Published in
The Empire

Losing the Peter Feld Vote

Pollster Peter Feld, whose brain I often pick, writes about what he says has gone wrong with Reshma Saujani's campaign as she tries ousting incumbent Rep. Carolyn Maloney:

I don’t really get Reshma’s rationale. I was a respondent in her message-testing poll last spring, and would have leaked it if I were less lazy, but the messages she tested were a hodge-podge. She wanted to run an Obama-style new-generation campaign (boy did this turn out to be the wrong year for that!), although she herself worked for Hillary (nothing wrong with that). Her tested messages were youth and change (uh, yay), her bio as an immigrant (though no one ever listens to me, bio is simply never an effective message in a local election), a pro-immigration message (which is great, but Maloney is not deficient on this issue), and supporting New York’s financial industry, which fits with Reshma’s Wall Street ties but which she has downplayed, since I’m sure it didn’t test well.

If that were all there were to it, we could write Reshma off as a harmless young would-be politician about to get a painful but useful lesson in political reality, because her challenge is doomed.
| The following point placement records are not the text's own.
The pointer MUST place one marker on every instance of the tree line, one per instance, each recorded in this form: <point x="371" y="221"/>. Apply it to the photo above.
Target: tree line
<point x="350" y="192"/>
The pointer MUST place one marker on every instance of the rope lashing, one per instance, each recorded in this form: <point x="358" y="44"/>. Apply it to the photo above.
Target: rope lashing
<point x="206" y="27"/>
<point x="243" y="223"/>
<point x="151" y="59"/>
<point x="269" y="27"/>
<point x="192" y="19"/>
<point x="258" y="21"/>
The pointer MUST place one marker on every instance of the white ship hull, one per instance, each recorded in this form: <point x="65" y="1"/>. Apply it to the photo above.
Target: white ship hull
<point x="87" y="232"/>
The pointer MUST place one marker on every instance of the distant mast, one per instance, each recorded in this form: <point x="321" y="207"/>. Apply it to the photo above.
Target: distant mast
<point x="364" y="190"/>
But the above flyer puts Reshma in a different class: the cheerfully dishonest politician who offers no good “change” from what you hate about politics.

To boil down: this flyer accuses Maloney of taking money from “Special Interests She Is Supposed To Regulate,” with a WSJ pull-quote indicating Maloney has held fundraisers while financial reform was being debated in Congress. (The other side of the flyer reproduces an invitation to a Maloney fundraiser in DC on June 23, with a PAC contribution of $2500, headlined by Carole King and James Taylor.)

What it doesn’t say is that Maloney stood firm against Wall Street on the financial reform bill that passed. So while Maloney may have held fundraisers, she did not vote in line with the special interests, she voted against them, and they have criticized her.